Higher costs mean more demand for financing, though mainstream banks generally are reluctant to lend to flippers.
“Banks want to lend on as-is value, not on after-repair value, which really doesn’t help a flipper putting $200,000 into new construction,” Warren said.
In the past three years, Lima One has loaned to several dozen limited liability companies in the Tampa Bay area, public records show. None of the loans has defaulted and several have been paid off. The typical life of a loan is about 270 days, Warren said.
Among Lima One’s clients is Paloscio, who left a job as a nightclub promoter in Miami three years ago to try his hand at flipping.
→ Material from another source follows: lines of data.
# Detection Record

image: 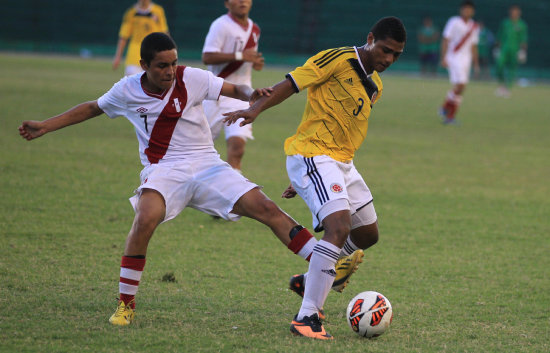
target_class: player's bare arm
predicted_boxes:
[223,79,296,126]
[202,49,264,66]
[19,101,103,141]
[439,38,449,67]
[220,81,271,102]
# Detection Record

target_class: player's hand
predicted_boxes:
[113,57,120,70]
[19,121,48,141]
[518,49,527,65]
[243,49,263,63]
[249,87,273,105]
[252,56,265,71]
[281,184,297,199]
[222,108,258,127]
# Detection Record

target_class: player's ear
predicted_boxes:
[139,59,149,71]
[367,32,374,47]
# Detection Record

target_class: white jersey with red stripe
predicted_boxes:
[202,13,260,86]
[97,66,224,166]
[443,16,479,64]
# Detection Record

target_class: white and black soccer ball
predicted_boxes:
[346,291,393,337]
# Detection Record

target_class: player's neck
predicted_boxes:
[357,45,374,75]
[141,73,165,95]
[227,12,248,27]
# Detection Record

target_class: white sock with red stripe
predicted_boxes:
[118,256,145,309]
[297,240,341,320]
[340,235,360,258]
[288,226,317,261]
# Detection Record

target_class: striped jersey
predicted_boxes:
[97,66,223,166]
[118,3,168,66]
[285,47,382,162]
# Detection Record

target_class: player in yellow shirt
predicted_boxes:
[113,0,168,76]
[225,17,406,339]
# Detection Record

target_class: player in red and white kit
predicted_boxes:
[202,0,264,170]
[439,1,479,124]
[19,32,358,325]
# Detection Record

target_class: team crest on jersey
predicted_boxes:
[330,183,344,194]
[174,98,181,113]
[370,91,378,103]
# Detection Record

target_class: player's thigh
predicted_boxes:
[189,157,259,220]
[130,163,192,222]
[287,155,350,231]
[449,61,471,85]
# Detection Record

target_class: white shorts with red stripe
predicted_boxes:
[130,155,259,222]
[202,97,254,141]
[286,154,377,232]
[447,55,472,85]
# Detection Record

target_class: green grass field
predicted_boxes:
[0,54,550,353]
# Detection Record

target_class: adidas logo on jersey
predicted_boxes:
[321,268,336,277]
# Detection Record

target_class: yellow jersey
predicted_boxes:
[285,47,382,162]
[118,3,168,66]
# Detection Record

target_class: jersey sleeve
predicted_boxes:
[118,9,133,39]
[286,49,339,92]
[443,17,454,39]
[202,20,226,53]
[97,77,127,119]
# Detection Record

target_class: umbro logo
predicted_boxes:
[321,268,336,277]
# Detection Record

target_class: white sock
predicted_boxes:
[340,235,359,258]
[297,240,340,320]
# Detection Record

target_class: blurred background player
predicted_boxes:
[495,5,527,97]
[439,0,479,124]
[226,17,407,340]
[113,0,168,76]
[418,16,439,75]
[202,0,264,171]
[477,21,495,79]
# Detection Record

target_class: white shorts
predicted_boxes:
[202,97,254,141]
[130,155,259,222]
[286,154,377,232]
[124,65,143,76]
[447,58,471,85]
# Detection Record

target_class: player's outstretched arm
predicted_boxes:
[19,101,103,141]
[223,79,295,126]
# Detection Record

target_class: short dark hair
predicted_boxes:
[370,16,407,43]
[140,32,177,65]
[460,0,476,9]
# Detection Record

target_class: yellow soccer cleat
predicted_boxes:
[290,314,333,340]
[109,300,135,326]
[332,249,365,292]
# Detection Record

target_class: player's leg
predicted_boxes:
[109,189,166,326]
[223,121,254,171]
[290,209,351,339]
[226,136,246,170]
[231,188,317,260]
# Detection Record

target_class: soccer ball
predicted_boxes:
[346,291,393,337]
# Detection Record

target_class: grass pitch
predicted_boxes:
[0,54,550,352]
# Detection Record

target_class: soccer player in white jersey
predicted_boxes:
[202,0,264,170]
[439,1,479,124]
[19,32,362,326]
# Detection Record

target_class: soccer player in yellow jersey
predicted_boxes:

His Suncoast Equity Partners first borrowed in April to rehab a midcentury modern house in South Tampa. The experience offered a valuable lesson: “It’s easy to blow the budget,” as Paloscio put it.
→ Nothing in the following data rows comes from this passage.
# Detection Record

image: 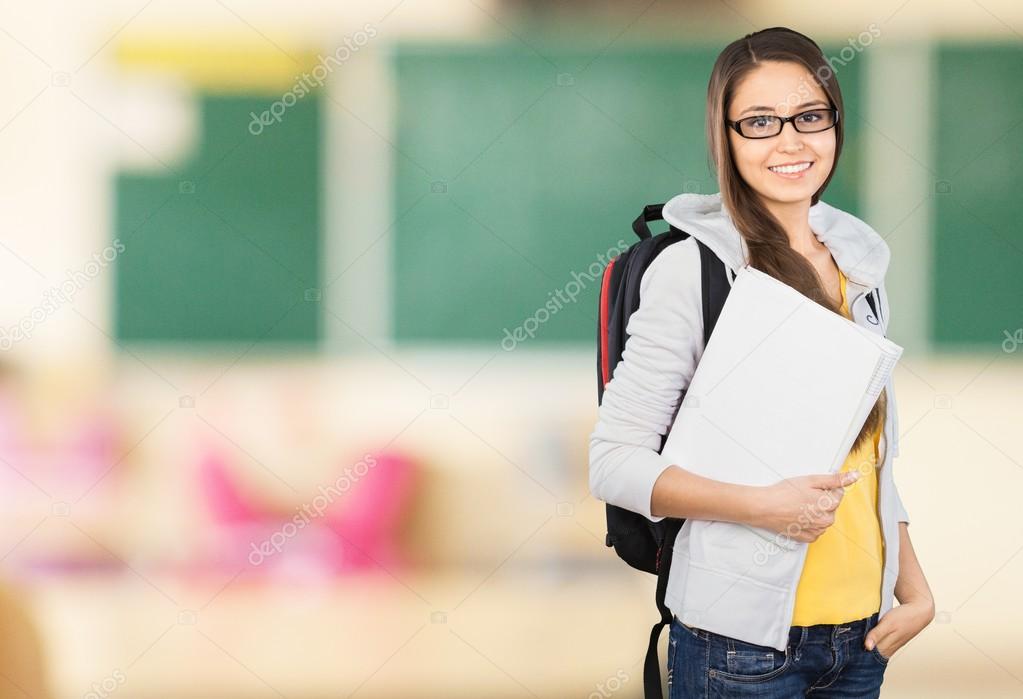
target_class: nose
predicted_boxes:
[777,122,803,150]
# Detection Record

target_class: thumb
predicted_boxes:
[813,470,859,490]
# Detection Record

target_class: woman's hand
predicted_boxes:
[750,471,860,543]
[863,598,934,658]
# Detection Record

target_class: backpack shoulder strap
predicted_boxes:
[642,238,733,699]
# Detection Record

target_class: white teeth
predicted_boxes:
[767,163,811,175]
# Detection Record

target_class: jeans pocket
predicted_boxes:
[710,637,792,683]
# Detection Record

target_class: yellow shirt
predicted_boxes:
[792,270,884,626]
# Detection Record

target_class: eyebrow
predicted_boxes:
[739,99,828,117]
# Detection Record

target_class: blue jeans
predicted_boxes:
[668,612,888,699]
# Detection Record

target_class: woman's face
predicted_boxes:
[725,61,835,204]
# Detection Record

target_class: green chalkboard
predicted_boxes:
[931,44,1023,350]
[393,42,860,346]
[115,93,321,345]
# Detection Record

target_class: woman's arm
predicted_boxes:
[863,522,934,658]
[651,466,760,524]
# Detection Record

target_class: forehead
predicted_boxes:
[728,60,829,115]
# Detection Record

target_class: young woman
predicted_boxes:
[589,28,934,699]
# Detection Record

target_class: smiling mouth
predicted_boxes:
[767,163,813,179]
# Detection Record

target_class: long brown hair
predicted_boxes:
[707,27,887,448]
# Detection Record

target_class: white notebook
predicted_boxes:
[662,267,902,495]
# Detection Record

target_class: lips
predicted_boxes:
[767,161,813,179]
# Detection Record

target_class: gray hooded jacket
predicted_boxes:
[589,193,909,651]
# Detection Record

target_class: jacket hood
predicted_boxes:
[662,192,891,288]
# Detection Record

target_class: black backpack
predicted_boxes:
[596,204,735,699]
[596,199,880,699]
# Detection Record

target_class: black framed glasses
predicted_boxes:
[724,108,838,138]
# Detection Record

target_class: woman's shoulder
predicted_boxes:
[640,235,700,293]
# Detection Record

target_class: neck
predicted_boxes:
[765,200,825,258]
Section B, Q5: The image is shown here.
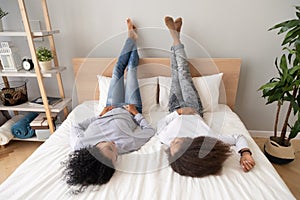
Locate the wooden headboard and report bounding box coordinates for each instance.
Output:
[72,58,241,109]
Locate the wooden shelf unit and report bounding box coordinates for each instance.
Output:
[0,0,71,133]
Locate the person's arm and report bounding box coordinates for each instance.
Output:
[157,111,179,133]
[218,134,255,172]
[125,104,155,138]
[99,106,114,117]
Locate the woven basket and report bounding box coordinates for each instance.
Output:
[0,81,28,106]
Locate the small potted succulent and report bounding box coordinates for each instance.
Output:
[36,47,53,71]
[0,8,8,31]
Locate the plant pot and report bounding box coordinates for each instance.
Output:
[264,138,295,164]
[39,60,52,71]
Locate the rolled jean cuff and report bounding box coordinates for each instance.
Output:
[171,44,184,51]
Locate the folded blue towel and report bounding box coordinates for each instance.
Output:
[11,112,38,139]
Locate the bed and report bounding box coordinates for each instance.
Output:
[0,58,295,200]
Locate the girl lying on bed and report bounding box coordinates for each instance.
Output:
[157,17,255,177]
[64,19,155,192]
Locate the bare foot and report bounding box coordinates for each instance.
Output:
[165,16,181,45]
[126,18,138,40]
[174,17,182,33]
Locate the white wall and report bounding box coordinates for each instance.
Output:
[0,0,299,131]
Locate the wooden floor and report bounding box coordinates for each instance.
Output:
[0,138,300,200]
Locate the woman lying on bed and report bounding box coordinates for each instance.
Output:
[157,17,255,177]
[64,19,155,192]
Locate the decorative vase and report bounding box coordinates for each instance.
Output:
[39,60,52,71]
[264,138,295,164]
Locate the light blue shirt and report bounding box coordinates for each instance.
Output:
[70,108,155,154]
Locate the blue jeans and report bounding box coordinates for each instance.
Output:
[169,44,203,116]
[106,38,142,113]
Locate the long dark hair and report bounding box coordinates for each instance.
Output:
[63,146,115,194]
[168,136,231,177]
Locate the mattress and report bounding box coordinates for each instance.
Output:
[0,101,295,200]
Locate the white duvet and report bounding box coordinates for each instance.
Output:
[0,101,295,200]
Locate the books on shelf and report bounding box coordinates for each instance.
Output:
[29,113,57,130]
[29,97,63,107]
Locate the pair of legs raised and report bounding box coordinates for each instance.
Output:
[106,19,142,113]
[165,17,203,116]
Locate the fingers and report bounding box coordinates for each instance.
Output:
[240,159,255,172]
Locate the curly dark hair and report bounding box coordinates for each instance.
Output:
[168,136,231,177]
[63,146,115,194]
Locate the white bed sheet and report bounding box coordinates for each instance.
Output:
[0,101,295,200]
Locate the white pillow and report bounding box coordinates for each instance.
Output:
[158,73,223,112]
[97,75,158,113]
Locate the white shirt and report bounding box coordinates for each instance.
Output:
[157,111,248,152]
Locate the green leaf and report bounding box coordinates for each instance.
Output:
[280,55,288,80]
[268,19,300,35]
[289,65,300,75]
[275,57,282,76]
[281,28,300,46]
[282,26,300,46]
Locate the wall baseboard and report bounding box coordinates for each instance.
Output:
[248,130,300,139]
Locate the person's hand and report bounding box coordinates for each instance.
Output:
[240,152,255,172]
[176,107,196,115]
[100,106,114,116]
[124,104,139,115]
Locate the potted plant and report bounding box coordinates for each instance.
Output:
[259,6,300,164]
[0,8,8,31]
[36,47,53,71]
“We had the wrong guys doing our work for us, so we had to go over work we’d already paid them for,” he said. “Then we had some structural components we had to address, and it just drug on and on. It just got out of control.”
Still, despite the trouble and unexpected costs, they cleared a net profit of $20,000.
Paloscio did better with the next flip financed by Lima One: a four-bedroom house in Tarpon Springs that sold for $155,000 more than he paid. “There were no structural issues and we didn’t have to do any major updates, just more cosmetic things like paint and carpeting,” he said.
Although he found Lima One easy to work with and has three other flips going, Paloscio thinks the best time for flipping was from 2011 to 2013. Now he’s concentrating more on buying property to quickly resell to other flippers.
With flips, he said, “Prices are going up, and when you get to the finish line, sometimes the profit isn’t much more than if you just wholesaled it.”
Chris Smith, whose Tampa-based Bay to Gulf Holdings does both flipping and wholesaling, said a lot of buyers he’s never seen before are getting into the flipping business.
“Obviously, when the market goes up like this, it brings people to the table,” he said.
Smith has been surprised at how much home prices have jumped in parts of Hillsborough and Pinellas counties in just the past six moths. As a result, he is now turning his sights to places like New Port Richey and St. Petersburg’s Midtown district that he never considered before.
“If you’re not looking at those areas,” he said, “you may be missing out on opportunities.”
Despite the shrinking inventory of flip-suitable homes, neither Smith nor Warren sees an end any time soon to the flipping craze. And Warren, who did flips before starting Lima One, sounds almost wistful about those days.
“I would definitely like to do it,” he said, “if I had time.”